Die Ziege auf dem Mond habe ich durch meine Lieblingsautorin, Ava Reed, entdeckt, die dieses Buch mehrmals gelobt und empfohlen hatte. Hinzu kamen noch die wunderschönen Illustrationen und ich wusste, dass ich dieses Buch lesen wollte.

In "Die Ziege auf dem Mond", geht es, wie der Klappentext schon vermuten lässt, um eine Ziege, die völlig alleine auf dem Mond lebt, aber nichts zu vermissen scheint. Sie lebt glücklich ohne jegliche Sorgen, nur ab und zu landen seltsame Gegenstände auf dem Mond. Und einer dieser Gegenstände stört irgendwann die Idylle auf dem Mond...

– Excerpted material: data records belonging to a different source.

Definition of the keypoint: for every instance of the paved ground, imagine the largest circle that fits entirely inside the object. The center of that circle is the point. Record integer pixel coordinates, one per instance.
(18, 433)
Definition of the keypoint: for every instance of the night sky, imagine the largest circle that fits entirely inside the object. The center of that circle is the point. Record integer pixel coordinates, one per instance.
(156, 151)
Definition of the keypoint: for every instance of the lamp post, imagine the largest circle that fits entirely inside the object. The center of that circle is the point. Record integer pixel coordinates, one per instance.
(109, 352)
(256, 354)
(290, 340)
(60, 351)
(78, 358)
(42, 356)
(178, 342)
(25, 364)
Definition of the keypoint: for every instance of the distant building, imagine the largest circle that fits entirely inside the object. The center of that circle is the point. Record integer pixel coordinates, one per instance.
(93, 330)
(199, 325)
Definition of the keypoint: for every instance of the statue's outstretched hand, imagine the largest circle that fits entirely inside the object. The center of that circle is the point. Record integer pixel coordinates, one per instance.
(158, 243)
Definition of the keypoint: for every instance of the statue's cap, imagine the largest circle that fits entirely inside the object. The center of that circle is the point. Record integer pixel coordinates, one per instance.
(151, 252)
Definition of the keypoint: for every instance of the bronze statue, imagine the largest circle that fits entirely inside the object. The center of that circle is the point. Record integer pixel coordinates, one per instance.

Ich selber male auch unglaublich gerne mit Aquarellfarben, daher hat mich der Stil der Illustrationen sofort angesprochen. Die Bilder haben eine gewisse Leichtigkeit und Unbeschwertheit, sodass man nie müde beim Betrachten wird. Sophie Greve hat da wirklich kleine Kunstwerke geschaffen.

Aber auch der Schreibstil von Stefan Beuse konnte mich überzeugen. Er ist flüssig, nachdenklich und auch etwas poetisch - eine gelungene Mischung. Insgesamt hat mir auch die Thematik mit der einsamen Ziege auf dem Mond, die eigentlich ein unbeschwertes und zufriedenes Leben führt, sehr zugesagt. Man erlebt zusammen mit der Ziege ihren Alttag, erfährt die Vorlieben und Hobbys dieser und kann auch die Gefühle nachempfinden. Gleichzeitig merkt man aber auch, dass eine gewisse Sehnsucht in der kleinen Ziege schlummert und diese galt es zu ergründen.

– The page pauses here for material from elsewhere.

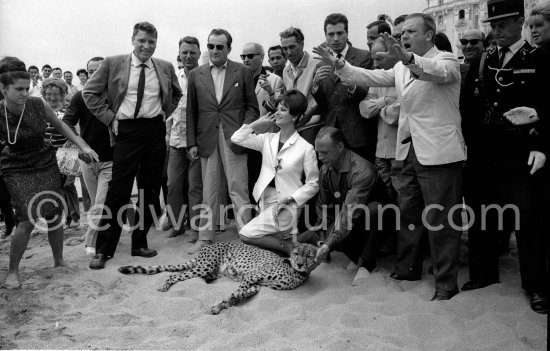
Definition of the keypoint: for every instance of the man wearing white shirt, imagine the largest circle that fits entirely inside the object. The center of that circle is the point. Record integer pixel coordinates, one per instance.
(430, 143)
(184, 175)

Die Geschichte ist lustig, ein bisschen skurill und einfach nur liebenswert. Mich hat sie zum Nachdenken angeregt, besonders was Wünsche und über sich hinauswachsen angeht. Es ist in meinen Augen ein Buch für alle Generationen und ich kann es wirklich jedem/r ans Herz legen.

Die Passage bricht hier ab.